While he does occasionally provide good information and exposes scams, there seems to be an obvious bias against anything natural.
Consider the Alzheimer's drugs as noted in The New York Times: "Alzheimer’s Drugs Offer No Help, Study Finds" By Benedict Carey, October 12, 2006. The drugs are worthless and could have harmful side effects according to the article. Yet there is no mention of such on the 'Quackers' website.
Or how about the instance in 2004, when a division of Pfizer admitted guilt and agreed to pay $430 million in criminal and civil liability related to promoting the drug for off-label use to doctors. Again, not a word.
And on Quacks: Is Stephen Barrett a Quack?
One doctor posted the following...
The Quackwatch website says dictionaries define quack as "a pretender to medical skill; a charlatan" and "one who talks pretentiously without sound knowledge of the subject discussed."
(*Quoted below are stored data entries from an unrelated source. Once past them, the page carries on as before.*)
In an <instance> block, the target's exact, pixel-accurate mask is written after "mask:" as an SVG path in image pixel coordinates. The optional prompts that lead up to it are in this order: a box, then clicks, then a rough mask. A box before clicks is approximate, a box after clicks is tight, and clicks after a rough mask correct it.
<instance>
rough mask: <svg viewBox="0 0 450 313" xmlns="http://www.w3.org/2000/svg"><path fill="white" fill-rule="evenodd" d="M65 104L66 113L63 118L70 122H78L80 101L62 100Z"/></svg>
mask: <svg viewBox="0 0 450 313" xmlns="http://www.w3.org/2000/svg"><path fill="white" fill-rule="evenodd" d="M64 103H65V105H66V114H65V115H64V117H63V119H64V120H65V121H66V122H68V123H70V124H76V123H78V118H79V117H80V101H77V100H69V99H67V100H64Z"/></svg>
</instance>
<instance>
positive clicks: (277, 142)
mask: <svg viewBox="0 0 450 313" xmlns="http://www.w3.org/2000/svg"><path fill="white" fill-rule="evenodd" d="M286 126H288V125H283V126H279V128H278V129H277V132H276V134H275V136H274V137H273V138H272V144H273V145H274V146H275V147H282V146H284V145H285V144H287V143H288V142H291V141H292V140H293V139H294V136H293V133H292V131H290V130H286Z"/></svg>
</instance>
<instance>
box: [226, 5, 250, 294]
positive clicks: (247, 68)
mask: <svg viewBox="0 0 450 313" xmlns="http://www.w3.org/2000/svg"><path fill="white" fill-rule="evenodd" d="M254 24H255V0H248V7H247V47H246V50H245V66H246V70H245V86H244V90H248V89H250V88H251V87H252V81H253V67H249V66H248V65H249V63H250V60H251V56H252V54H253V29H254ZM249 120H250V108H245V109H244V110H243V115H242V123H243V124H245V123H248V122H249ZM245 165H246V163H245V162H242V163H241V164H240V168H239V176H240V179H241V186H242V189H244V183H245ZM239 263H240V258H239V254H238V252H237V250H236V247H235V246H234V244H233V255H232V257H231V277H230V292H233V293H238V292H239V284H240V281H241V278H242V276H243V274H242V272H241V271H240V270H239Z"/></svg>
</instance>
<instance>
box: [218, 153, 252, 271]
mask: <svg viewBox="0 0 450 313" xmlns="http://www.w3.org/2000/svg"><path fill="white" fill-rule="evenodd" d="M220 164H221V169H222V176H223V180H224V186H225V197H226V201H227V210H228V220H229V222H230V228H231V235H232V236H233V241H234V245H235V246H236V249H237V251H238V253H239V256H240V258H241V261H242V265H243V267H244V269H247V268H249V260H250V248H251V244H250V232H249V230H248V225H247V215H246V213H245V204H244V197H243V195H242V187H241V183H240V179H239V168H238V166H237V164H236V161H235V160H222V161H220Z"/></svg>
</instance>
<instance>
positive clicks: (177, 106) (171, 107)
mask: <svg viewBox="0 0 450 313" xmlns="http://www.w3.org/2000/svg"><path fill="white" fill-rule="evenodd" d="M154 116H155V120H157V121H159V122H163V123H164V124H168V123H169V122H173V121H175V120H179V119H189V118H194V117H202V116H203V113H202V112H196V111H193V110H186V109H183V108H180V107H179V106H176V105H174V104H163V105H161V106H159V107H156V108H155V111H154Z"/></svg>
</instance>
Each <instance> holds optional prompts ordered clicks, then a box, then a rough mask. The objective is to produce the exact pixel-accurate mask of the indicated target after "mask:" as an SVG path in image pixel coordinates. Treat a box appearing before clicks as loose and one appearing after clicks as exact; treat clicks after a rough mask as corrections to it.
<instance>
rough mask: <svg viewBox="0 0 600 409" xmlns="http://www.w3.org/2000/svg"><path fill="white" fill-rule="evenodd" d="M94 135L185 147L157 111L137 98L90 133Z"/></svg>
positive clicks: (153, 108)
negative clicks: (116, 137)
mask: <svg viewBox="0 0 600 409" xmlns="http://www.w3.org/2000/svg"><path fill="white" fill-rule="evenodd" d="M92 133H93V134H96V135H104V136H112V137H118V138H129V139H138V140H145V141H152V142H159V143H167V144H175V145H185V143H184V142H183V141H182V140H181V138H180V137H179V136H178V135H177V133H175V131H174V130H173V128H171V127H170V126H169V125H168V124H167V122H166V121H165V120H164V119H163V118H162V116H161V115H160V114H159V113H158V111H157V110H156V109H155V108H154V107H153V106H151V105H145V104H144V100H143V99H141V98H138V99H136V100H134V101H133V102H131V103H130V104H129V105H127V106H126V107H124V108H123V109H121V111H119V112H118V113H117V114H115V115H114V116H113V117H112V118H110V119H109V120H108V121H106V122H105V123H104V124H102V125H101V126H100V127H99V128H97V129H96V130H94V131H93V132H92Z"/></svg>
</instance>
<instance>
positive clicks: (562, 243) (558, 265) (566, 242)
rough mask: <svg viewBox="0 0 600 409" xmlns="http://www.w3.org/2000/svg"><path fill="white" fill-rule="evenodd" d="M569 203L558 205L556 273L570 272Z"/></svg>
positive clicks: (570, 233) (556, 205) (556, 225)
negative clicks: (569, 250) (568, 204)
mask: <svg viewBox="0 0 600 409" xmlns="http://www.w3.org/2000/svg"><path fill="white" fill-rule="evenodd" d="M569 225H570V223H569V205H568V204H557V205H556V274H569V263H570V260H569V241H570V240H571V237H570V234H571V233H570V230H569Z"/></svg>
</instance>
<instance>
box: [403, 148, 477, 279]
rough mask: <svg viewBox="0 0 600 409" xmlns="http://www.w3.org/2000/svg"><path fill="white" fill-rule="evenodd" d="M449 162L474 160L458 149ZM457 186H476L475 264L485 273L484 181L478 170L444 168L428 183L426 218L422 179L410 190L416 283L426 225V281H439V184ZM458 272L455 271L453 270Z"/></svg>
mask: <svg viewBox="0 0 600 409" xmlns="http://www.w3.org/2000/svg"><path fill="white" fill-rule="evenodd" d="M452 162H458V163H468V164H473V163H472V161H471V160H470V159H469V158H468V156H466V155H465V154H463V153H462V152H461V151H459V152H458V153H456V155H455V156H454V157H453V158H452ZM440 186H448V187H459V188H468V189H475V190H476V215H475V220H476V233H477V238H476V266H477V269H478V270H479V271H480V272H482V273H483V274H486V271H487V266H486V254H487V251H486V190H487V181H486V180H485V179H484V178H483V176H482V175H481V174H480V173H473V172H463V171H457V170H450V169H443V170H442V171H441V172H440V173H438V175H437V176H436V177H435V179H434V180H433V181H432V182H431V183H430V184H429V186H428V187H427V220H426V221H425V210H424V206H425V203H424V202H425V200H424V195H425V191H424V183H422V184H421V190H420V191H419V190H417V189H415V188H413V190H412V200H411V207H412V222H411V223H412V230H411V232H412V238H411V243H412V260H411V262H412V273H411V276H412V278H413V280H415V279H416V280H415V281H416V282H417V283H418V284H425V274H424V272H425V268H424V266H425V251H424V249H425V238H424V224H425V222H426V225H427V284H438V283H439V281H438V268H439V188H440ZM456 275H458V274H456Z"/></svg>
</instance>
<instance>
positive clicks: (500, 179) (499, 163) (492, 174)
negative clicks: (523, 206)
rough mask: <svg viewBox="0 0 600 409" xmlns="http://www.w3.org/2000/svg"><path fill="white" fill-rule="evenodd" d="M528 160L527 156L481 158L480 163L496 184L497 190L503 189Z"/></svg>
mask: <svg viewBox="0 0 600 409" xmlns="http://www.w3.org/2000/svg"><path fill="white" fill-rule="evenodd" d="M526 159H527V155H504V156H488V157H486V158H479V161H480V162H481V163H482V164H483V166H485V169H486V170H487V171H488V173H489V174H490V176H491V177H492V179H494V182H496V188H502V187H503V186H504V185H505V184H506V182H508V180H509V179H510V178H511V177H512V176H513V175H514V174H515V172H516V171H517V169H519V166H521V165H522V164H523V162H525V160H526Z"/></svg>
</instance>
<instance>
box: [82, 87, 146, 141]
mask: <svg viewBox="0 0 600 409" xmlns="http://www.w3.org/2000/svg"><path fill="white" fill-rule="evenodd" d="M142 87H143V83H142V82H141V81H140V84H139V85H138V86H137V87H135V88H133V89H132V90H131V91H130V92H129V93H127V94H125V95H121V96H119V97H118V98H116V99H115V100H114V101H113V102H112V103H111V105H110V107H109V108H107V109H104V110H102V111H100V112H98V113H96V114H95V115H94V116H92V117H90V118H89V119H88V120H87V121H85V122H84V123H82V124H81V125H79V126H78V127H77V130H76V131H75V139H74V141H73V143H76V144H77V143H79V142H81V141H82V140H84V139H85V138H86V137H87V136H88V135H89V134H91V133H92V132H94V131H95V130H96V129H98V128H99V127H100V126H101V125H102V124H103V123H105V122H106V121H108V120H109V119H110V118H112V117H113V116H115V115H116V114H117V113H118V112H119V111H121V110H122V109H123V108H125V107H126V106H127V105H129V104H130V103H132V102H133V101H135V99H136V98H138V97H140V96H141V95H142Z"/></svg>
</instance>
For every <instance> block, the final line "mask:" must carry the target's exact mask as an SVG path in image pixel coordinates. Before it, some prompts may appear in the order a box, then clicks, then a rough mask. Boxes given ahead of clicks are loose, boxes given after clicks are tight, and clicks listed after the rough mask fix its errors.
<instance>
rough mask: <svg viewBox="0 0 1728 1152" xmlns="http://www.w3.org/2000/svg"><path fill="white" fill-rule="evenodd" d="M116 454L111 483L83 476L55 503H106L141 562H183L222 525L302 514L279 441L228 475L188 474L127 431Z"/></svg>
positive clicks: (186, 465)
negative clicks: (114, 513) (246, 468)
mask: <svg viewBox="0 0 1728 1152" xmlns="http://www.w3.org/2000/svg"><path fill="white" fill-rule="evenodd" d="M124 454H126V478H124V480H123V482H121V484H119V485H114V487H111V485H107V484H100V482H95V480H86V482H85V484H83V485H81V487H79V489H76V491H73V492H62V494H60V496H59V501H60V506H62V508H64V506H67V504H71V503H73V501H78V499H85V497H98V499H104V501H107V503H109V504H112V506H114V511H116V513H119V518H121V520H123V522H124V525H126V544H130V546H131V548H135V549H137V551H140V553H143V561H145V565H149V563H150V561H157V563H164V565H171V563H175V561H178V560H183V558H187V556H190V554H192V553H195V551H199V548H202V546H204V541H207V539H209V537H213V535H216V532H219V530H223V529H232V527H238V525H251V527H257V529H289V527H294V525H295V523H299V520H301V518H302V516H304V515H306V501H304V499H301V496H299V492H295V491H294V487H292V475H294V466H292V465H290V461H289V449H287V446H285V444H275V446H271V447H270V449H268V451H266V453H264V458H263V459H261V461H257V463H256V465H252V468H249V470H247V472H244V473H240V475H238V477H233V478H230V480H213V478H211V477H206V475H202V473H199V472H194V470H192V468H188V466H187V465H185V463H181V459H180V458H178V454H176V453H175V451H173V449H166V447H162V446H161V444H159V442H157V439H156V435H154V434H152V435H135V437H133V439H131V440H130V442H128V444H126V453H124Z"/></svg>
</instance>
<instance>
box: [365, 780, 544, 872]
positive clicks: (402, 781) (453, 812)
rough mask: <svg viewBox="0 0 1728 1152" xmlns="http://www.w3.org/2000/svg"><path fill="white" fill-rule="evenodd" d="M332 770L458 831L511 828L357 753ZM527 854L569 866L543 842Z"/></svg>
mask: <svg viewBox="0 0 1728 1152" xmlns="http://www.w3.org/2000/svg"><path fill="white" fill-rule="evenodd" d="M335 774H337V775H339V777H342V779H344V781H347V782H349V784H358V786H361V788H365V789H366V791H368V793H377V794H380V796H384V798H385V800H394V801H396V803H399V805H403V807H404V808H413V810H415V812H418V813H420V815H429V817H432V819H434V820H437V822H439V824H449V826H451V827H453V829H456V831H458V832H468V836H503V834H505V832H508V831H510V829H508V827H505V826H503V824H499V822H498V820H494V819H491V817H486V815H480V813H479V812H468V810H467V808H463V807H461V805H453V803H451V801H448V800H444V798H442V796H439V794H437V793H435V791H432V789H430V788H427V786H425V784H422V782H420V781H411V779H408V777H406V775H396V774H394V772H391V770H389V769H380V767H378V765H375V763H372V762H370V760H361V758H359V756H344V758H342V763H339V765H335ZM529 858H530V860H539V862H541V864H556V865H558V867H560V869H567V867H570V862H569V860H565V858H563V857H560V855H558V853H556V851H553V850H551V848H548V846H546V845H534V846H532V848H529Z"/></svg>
Stephen Barrett, M.D. has not provided any credentials as having any expertise in nutrition science. In the opinion of some doctors, Stephen Barrett, M.D., can be easily defined as a Quack since he pretends to have skills or knowledge in the use of supplements and he talks pretentiously without clinical expertise of herbal and nutritional modalities of treatment.
You decide.

What Are We To Do?

We need to become better educated consumers. We need to learn more about and take charge of our own health. There are treatments that end diabetes, put MS into remission and stop cancer in its tracks. We know this because of the years of people writing us as well as personally seeing this happen in those we have helped.
Go, start being proactive about your health. Do it now.
And don't throw your doctor out with the bath water. Tell him you want a better option. You want a natural treatment but you want it from him. While he may say there is no research to prove the natural treatments work, remind him that so much of the research he uses is bought, paid for and biased by 'Big Pharma.'
If enough people speak up, maybe change will happen. Or if you are cynical, wait till the end of this system of things (read: end of the world as we know it) things will have to change then.